The Last of the Mohicans
French and Indian War
French America
Beautifully photographed, this 1992 remake of the 1936 film places colonial America firmly in the midst of the forests and mountains of the Eastern states, peopled by deer, bears, and Indians.
In this film, the vastness of North America is beautiful and even terrible in its not quite emptiness.
The night sky is gorgeous in the pitch black of the wilderness.
The two scenes of Indian massacre are merciless.
In the film as in the novel and as in life, the Brits were here to defend their empire but the colonials were defending their homes and settlements.
That put them at cross-purposes that form a central conflict of the story.
And how much would it have mattered to these English and Scotch-Irish settlers had the French won?
Most likely not a lot.
On the other hand, the Brits won and drove a good many French out of Acadia, many of whom re-settled in the Gulf around New Orleans to become the people we know as Cajuns.

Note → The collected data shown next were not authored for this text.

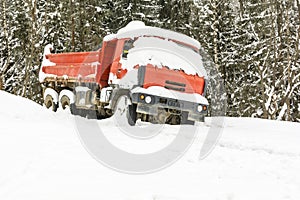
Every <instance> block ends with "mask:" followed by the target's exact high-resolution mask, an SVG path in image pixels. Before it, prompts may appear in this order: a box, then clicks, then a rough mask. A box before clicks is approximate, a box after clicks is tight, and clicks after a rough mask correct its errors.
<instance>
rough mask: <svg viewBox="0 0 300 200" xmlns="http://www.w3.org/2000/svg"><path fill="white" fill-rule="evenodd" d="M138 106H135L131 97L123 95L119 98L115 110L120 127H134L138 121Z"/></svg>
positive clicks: (114, 114) (115, 114)
mask: <svg viewBox="0 0 300 200" xmlns="http://www.w3.org/2000/svg"><path fill="white" fill-rule="evenodd" d="M136 107H137V105H136V104H133V103H132V102H131V100H130V97H129V96H127V95H122V96H120V97H119V98H118V100H117V102H116V104H115V108H114V118H115V119H116V122H117V123H118V125H120V126H126V124H127V125H128V124H129V125H130V126H134V125H135V123H136V120H137V113H136Z"/></svg>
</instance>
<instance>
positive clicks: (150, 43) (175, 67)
mask: <svg viewBox="0 0 300 200" xmlns="http://www.w3.org/2000/svg"><path fill="white" fill-rule="evenodd" d="M124 49H126V51H128V53H127V54H126V57H124V56H122V57H123V58H125V60H124V61H122V62H123V63H124V64H125V63H126V66H128V67H134V66H136V65H140V66H141V65H147V64H152V65H153V66H157V67H168V68H170V69H174V70H183V71H184V72H185V73H187V74H191V75H196V74H198V75H199V76H206V72H205V69H204V68H203V64H202V58H201V56H200V55H199V53H198V52H197V51H196V50H195V49H193V48H192V47H190V46H188V45H184V43H180V42H176V41H171V40H167V39H164V38H159V37H150V36H145V37H138V38H136V39H135V40H134V41H132V40H128V44H126V43H125V45H124ZM127 49H128V50H127Z"/></svg>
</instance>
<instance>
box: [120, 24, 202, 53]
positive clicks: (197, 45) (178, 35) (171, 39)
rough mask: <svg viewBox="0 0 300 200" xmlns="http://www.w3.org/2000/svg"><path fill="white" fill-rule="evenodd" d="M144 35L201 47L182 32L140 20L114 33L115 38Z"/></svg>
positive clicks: (199, 45) (120, 29) (195, 42)
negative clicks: (166, 39) (146, 25)
mask: <svg viewBox="0 0 300 200" xmlns="http://www.w3.org/2000/svg"><path fill="white" fill-rule="evenodd" d="M144 35H147V36H157V37H164V38H166V39H171V40H176V41H179V42H183V43H186V44H188V45H191V46H193V47H195V48H196V49H200V47H201V45H200V43H199V42H198V41H197V40H195V39H193V38H190V37H188V36H186V35H184V34H181V33H177V32H174V31H170V30H166V29H162V28H157V27H151V26H145V24H144V23H143V22H141V21H132V22H130V23H129V24H128V25H127V26H126V27H124V28H122V29H120V30H119V31H118V33H117V34H116V38H118V39H122V38H132V39H134V38H135V37H140V36H144Z"/></svg>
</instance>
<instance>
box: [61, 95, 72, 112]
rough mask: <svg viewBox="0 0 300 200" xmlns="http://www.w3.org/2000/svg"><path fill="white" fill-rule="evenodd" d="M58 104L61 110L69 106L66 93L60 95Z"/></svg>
mask: <svg viewBox="0 0 300 200" xmlns="http://www.w3.org/2000/svg"><path fill="white" fill-rule="evenodd" d="M60 105H61V107H62V109H63V110H65V109H66V108H67V106H68V107H70V99H69V97H67V96H66V95H64V96H62V97H61V99H60Z"/></svg>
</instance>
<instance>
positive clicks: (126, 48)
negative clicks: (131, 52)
mask: <svg viewBox="0 0 300 200" xmlns="http://www.w3.org/2000/svg"><path fill="white" fill-rule="evenodd" d="M132 47H133V40H127V41H125V43H124V47H123V54H122V58H127V55H128V51H129V50H130V49H131V48H132Z"/></svg>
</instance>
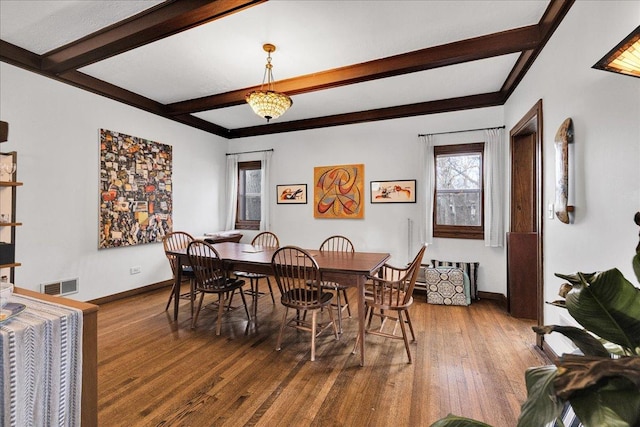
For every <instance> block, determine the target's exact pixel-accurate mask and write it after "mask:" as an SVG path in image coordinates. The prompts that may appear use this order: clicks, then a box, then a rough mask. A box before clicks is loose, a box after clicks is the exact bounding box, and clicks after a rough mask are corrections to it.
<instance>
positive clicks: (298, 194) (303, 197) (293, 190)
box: [276, 184, 307, 205]
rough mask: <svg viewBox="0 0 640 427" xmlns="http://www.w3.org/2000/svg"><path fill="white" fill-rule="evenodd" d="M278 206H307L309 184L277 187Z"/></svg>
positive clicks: (281, 186)
mask: <svg viewBox="0 0 640 427" xmlns="http://www.w3.org/2000/svg"><path fill="white" fill-rule="evenodd" d="M276 194H277V195H278V204H279V205H280V204H283V205H291V204H294V205H295V204H305V203H307V184H287V185H276Z"/></svg>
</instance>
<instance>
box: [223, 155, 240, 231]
mask: <svg viewBox="0 0 640 427" xmlns="http://www.w3.org/2000/svg"><path fill="white" fill-rule="evenodd" d="M237 210H238V156H236V155H228V156H227V218H226V222H225V226H224V229H225V230H233V229H234V228H235V227H236V211H237Z"/></svg>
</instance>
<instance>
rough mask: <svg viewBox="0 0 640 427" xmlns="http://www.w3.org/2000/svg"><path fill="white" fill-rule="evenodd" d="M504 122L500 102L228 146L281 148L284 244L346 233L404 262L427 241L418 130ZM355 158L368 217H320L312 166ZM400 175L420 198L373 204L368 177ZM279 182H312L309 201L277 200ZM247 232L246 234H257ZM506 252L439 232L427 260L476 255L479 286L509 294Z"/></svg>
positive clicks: (281, 226) (330, 164) (476, 140)
mask: <svg viewBox="0 0 640 427" xmlns="http://www.w3.org/2000/svg"><path fill="white" fill-rule="evenodd" d="M502 122H503V109H502V107H493V108H484V109H478V110H469V111H461V112H456V113H446V114H435V115H430V116H421V117H412V118H406V119H398V120H388V121H381V122H374V123H366V124H359V125H351V126H338V127H332V128H325V129H317V130H308V131H300V132H291V133H285V134H275V135H268V136H261V137H254V138H246V139H242V140H231V141H230V142H229V151H230V152H241V151H251V150H259V149H269V148H273V149H274V150H275V151H274V153H273V168H272V176H271V184H272V187H273V188H271V189H270V191H271V194H272V197H273V198H274V203H273V204H272V206H271V230H272V231H274V232H275V233H277V234H278V236H279V237H280V240H281V243H282V244H296V245H299V246H303V247H309V248H316V247H318V246H319V245H320V243H321V242H322V241H323V240H324V239H325V238H326V237H328V236H330V235H332V234H344V235H346V236H348V237H349V238H350V239H351V240H352V241H353V242H354V244H355V246H356V248H357V249H358V250H365V251H377V252H390V253H391V255H392V260H391V261H390V262H391V263H394V264H397V265H402V264H404V263H406V262H407V261H408V260H409V259H410V258H413V256H414V255H415V253H416V252H417V250H418V247H419V245H420V244H421V239H420V231H421V218H422V210H423V209H424V196H423V193H422V192H423V191H424V187H423V185H424V183H423V182H422V179H421V177H422V171H421V168H422V166H421V155H420V143H419V139H418V134H421V133H437V132H446V131H454V130H465V129H476V128H484V127H492V126H500V125H502ZM479 141H483V132H470V133H459V134H454V135H448V136H441V137H438V139H437V141H436V142H437V143H438V144H451V143H465V142H479ZM505 143H506V141H505ZM250 159H253V157H251V156H248V155H247V156H246V158H241V159H240V160H250ZM352 163H362V164H364V166H365V185H366V188H365V206H364V208H365V214H364V219H363V220H352V219H314V217H313V203H312V202H313V169H314V167H315V166H327V165H342V164H352ZM396 179H399V180H404V179H417V180H418V182H417V193H418V196H417V199H418V202H417V203H415V204H403V203H400V204H371V203H370V191H369V182H370V181H372V180H375V181H378V180H396ZM279 184H307V189H308V192H309V195H308V196H309V203H307V204H306V205H277V204H275V186H276V185H279ZM409 219H410V220H411V221H412V222H413V228H414V233H413V238H412V245H411V248H409V246H408V245H409V236H408V220H409ZM245 234H246V237H247V238H246V240H248V241H249V240H250V238H251V237H252V236H253V235H254V233H251V234H249V233H245ZM243 240H245V239H243ZM504 253H505V251H504V248H486V247H485V246H484V241H482V240H461V239H434V242H433V244H432V245H431V246H429V248H428V250H427V253H426V255H425V259H427V260H428V259H431V258H436V259H443V260H452V261H478V262H480V266H481V267H480V272H479V283H480V284H479V289H480V290H482V291H488V292H497V293H501V294H506V267H505V255H504Z"/></svg>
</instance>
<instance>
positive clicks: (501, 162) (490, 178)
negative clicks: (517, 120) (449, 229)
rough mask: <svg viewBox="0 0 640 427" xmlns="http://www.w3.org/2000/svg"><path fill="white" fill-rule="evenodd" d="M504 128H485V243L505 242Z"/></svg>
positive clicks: (484, 155) (491, 244) (497, 245)
mask: <svg viewBox="0 0 640 427" xmlns="http://www.w3.org/2000/svg"><path fill="white" fill-rule="evenodd" d="M504 145H505V144H504V129H487V130H485V143H484V182H485V192H484V245H485V246H490V247H501V246H503V243H504V187H505V183H504V172H505V171H504V169H505V158H504V155H505V151H504V150H505V148H504Z"/></svg>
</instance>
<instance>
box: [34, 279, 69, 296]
mask: <svg viewBox="0 0 640 427" xmlns="http://www.w3.org/2000/svg"><path fill="white" fill-rule="evenodd" d="M40 288H41V289H42V293H43V294H47V295H60V296H64V295H69V294H75V293H76V292H78V279H77V278H76V279H69V280H61V281H59V282H53V283H43V284H41V285H40Z"/></svg>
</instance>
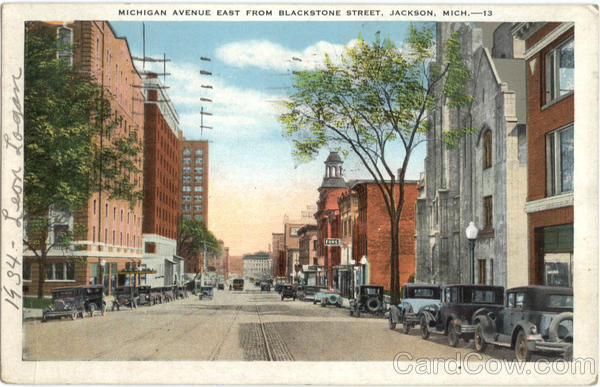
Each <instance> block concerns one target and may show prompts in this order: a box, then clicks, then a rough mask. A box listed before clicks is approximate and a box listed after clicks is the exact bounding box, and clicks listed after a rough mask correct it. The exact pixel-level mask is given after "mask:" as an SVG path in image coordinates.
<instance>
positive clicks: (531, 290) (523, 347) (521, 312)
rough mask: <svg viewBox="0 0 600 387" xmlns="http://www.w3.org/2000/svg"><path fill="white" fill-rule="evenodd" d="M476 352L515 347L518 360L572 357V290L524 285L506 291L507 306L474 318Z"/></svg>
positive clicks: (562, 288)
mask: <svg viewBox="0 0 600 387" xmlns="http://www.w3.org/2000/svg"><path fill="white" fill-rule="evenodd" d="M475 324H476V327H475V337H474V340H473V341H474V342H475V350H476V351H478V352H483V351H485V349H486V346H487V344H492V345H495V346H502V347H507V348H512V349H514V351H515V355H516V357H517V360H519V361H528V360H529V359H530V358H531V354H532V353H535V352H539V353H547V354H553V355H559V356H562V357H564V358H565V359H567V360H570V359H571V357H572V356H573V288H566V287H554V286H534V285H532V286H522V287H517V288H512V289H508V290H507V291H506V306H505V307H504V308H503V309H500V310H499V311H497V312H490V313H487V314H482V315H479V316H477V317H476V318H475Z"/></svg>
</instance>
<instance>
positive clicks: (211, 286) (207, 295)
mask: <svg viewBox="0 0 600 387" xmlns="http://www.w3.org/2000/svg"><path fill="white" fill-rule="evenodd" d="M214 295H215V288H213V287H212V286H202V287H201V288H200V295H199V296H198V298H199V299H201V300H203V299H205V298H208V299H211V300H212V298H213V296H214Z"/></svg>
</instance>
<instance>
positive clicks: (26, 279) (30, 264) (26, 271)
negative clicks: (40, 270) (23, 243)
mask: <svg viewBox="0 0 600 387" xmlns="http://www.w3.org/2000/svg"><path fill="white" fill-rule="evenodd" d="M23 281H31V263H30V262H23Z"/></svg>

Evangeline tells the story, a tale of ethnic cleansing regarded even then as a surprising cruelty, if nothing so grand as a "crime against humanity."
Evangeline
In the film as in the book as in the actual events, racism did not determine allegiances and the Indians did not conceive themselves as being or needing to be united in a race war pitting all Indians against all whites for control of the continent.